A freeze on funding to universities could make it harder for regional students to access tertiary study.
The federal government will save $2.1 billion after introducing a cap on university funding in December. The cap puts limits on places offered to prospective students over the next two years.
The Country Education Foundation (CEF) has said it will make it harder for regional students who face greater challenges than metropolitan students.
Cootamundra’s CEF branch secretary Anna Ingold said regional students often had little choice but to move out of home in order to study after high school.
Moving out of home, and often hours away increases costs faced by students.
Miss Ingold studied agricultural science at Charles Sturt Unviersity (CSU) in Wagga.
“CSU is great but the course was there, if I wanted to do something other than ag science, I may have had to go elsewhere,” she said.
“Even if you move into campus accommodation, there’s a still a big up-front cost.”
Miss Ingold said five Cootamundra students had received scholarships for 2018 ranging from $1000 to $5000 to help them set-up for their degrees.

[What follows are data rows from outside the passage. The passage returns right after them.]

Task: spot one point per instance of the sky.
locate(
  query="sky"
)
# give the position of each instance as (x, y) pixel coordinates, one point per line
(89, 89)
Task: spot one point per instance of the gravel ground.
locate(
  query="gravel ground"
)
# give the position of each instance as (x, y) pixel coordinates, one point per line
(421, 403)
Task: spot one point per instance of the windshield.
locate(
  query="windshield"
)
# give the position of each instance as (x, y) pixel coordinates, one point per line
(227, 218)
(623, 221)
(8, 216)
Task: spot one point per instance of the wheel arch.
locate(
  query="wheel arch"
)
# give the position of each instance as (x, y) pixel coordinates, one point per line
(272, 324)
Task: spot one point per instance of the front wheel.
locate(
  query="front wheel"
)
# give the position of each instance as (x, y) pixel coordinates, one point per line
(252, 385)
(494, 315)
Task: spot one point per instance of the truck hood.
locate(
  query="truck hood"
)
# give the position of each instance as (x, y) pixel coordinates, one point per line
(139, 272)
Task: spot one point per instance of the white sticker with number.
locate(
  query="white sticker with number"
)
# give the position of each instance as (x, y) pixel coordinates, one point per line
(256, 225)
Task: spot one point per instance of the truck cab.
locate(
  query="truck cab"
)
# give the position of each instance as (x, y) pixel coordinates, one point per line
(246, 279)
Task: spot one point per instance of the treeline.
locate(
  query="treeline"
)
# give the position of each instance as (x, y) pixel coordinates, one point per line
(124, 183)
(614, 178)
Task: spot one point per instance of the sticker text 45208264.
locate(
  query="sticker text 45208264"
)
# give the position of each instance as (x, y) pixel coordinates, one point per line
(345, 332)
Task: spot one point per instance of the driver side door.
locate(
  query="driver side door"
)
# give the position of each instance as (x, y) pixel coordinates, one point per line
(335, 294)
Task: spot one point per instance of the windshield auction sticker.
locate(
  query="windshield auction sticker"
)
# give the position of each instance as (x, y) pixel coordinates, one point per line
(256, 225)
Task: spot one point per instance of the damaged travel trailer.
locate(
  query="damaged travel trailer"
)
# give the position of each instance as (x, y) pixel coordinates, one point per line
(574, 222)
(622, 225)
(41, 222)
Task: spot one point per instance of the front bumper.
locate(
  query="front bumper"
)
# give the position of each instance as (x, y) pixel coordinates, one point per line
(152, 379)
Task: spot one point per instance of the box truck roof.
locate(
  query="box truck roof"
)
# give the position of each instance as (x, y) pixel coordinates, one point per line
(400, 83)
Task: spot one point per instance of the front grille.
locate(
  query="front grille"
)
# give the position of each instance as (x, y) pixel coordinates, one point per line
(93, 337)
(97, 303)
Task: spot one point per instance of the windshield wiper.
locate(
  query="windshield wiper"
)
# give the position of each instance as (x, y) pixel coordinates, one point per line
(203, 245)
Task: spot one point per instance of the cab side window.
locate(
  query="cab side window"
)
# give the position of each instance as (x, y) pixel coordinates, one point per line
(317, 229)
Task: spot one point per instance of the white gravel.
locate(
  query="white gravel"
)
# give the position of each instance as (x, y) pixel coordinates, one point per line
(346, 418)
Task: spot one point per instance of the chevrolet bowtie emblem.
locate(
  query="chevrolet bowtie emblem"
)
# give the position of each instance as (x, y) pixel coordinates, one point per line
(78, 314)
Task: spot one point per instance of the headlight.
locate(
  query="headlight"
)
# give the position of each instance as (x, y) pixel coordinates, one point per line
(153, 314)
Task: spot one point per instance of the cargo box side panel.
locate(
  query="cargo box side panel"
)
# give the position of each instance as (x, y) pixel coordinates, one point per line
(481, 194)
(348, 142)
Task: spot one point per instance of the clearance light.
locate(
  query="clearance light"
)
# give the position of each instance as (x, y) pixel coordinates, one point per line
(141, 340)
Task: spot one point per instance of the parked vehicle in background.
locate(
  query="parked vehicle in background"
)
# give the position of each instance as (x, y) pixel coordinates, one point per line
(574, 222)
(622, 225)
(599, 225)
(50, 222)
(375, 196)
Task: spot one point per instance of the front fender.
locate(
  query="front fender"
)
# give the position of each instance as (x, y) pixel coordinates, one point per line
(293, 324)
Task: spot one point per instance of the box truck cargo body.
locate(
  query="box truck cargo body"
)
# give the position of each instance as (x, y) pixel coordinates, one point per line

The funds aren’t extra spending money but cover textbooks, laptops and accommodation.
“Students aren’t clear on how many shifts stacking shelves or pulling beers are needed to be able to afford a move for university,” she said.
CEF’s CEO Wendy Cohen said there was no doubt individual students would struggle more to attend university.
Regional students had to overcome a participation gap just to attend university, so any changes that resulted in fewer course places and increased costs would make it tougher, Ms Cohen said.
“The government said it was committed to closing the gap but this takes a backwards step,” she said.
“Adding additional impediments for kids is just going to widen the gap.”
Ms Cohen said she was pleased the government didn’t axe the Higher Education Participation and Partnerships Program. It assists people at a disadvantage.